How to use Ray Tune for Stratified K-Fold Cross-validation on my binary image classification model?

Hi, this is my first time trying to use Ray Tune to tune my hyperparameters for my binary image classification model. I’ve completed training on a stratified 5-fold cross validation scheme, meaning that I have a total of five models for each fold. For each fold, I train for about 10 epochs, and based on the validation metric (F1 score), the best model for the fold is selected and that’s how I end up with 5 models.

Now, how do I perform hyperparameter tuning with the same stratified 5-fold cross validation scheme? I’ve looked everywhere for a pytorch example, but there isn’t any regarding k-fold cross validation. I’d appreciate any help, thank you so much!

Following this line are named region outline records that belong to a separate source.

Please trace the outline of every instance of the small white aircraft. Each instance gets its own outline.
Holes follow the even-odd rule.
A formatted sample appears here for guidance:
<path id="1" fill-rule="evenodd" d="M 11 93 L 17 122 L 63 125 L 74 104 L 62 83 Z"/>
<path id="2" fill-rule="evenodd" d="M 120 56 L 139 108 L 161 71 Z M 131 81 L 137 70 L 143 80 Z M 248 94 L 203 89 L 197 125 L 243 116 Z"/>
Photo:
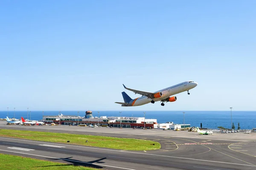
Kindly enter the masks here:
<path id="1" fill-rule="evenodd" d="M 11 121 L 9 119 L 8 116 L 6 116 L 6 120 L 7 121 L 7 124 L 19 124 L 20 123 L 20 121 Z"/>
<path id="2" fill-rule="evenodd" d="M 244 132 L 244 133 L 251 133 L 251 131 L 249 130 L 248 131 Z"/>
<path id="3" fill-rule="evenodd" d="M 212 135 L 212 131 L 210 130 L 201 130 L 198 127 L 197 127 L 197 132 L 200 135 Z"/>
<path id="4" fill-rule="evenodd" d="M 25 119 L 23 117 L 21 117 L 21 120 L 22 121 L 22 123 L 25 124 L 31 124 L 32 125 L 35 125 L 36 124 L 36 122 L 32 121 L 26 121 Z"/>
<path id="5" fill-rule="evenodd" d="M 154 103 L 155 101 L 160 101 L 162 102 L 161 105 L 163 106 L 164 102 L 171 102 L 177 100 L 176 96 L 170 97 L 171 96 L 186 91 L 188 92 L 188 95 L 189 95 L 190 93 L 189 90 L 195 87 L 197 85 L 197 83 L 193 81 L 185 81 L 152 93 L 129 89 L 123 84 L 125 89 L 131 91 L 135 94 L 142 95 L 142 96 L 132 99 L 125 92 L 123 92 L 122 94 L 125 102 L 115 103 L 122 104 L 122 106 L 129 107 L 141 106 L 150 102 Z"/>

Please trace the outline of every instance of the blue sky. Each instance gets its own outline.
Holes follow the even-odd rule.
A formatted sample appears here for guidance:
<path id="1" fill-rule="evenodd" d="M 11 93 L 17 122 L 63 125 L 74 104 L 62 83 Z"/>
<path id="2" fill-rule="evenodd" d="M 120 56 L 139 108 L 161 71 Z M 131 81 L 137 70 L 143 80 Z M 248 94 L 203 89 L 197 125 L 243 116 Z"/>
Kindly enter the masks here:
<path id="1" fill-rule="evenodd" d="M 0 2 L 0 110 L 256 110 L 256 2 Z M 153 92 L 123 107 L 122 85 Z"/>

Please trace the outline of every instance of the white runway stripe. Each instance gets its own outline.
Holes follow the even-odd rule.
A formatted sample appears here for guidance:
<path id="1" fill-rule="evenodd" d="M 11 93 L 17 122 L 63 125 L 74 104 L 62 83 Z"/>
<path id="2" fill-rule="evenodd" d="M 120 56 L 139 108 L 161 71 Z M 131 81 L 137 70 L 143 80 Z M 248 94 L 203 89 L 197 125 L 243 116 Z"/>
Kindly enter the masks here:
<path id="1" fill-rule="evenodd" d="M 23 148 L 21 147 L 9 147 L 7 148 L 9 149 L 12 149 L 15 150 L 25 150 L 26 151 L 31 151 L 32 150 L 32 150 L 31 149 L 27 149 L 27 148 Z"/>
<path id="2" fill-rule="evenodd" d="M 63 147 L 62 146 L 57 146 L 57 145 L 52 145 L 50 144 L 40 144 L 39 145 L 44 146 L 45 147 Z"/>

Hi thanks for the question.
How are you building the datasets for each fold today?
are they static datasets or created dynamically at the start of each run?

Are the non-hp-tuning runs done using Ray Tune?

Just trying to understand the problem a bit more. Thanks.

Thanks for the reply. The dataset is a stratified 5-fold CV training, but they are fixed by setting the random seeds. Therefore, they can be viewed as a static dataset even though they’re “random”. I’m not really sure what you mean about “non-hp-tuning runs”, I haven’t used ray tune in any way yet. Any help would be appreciated, thanks!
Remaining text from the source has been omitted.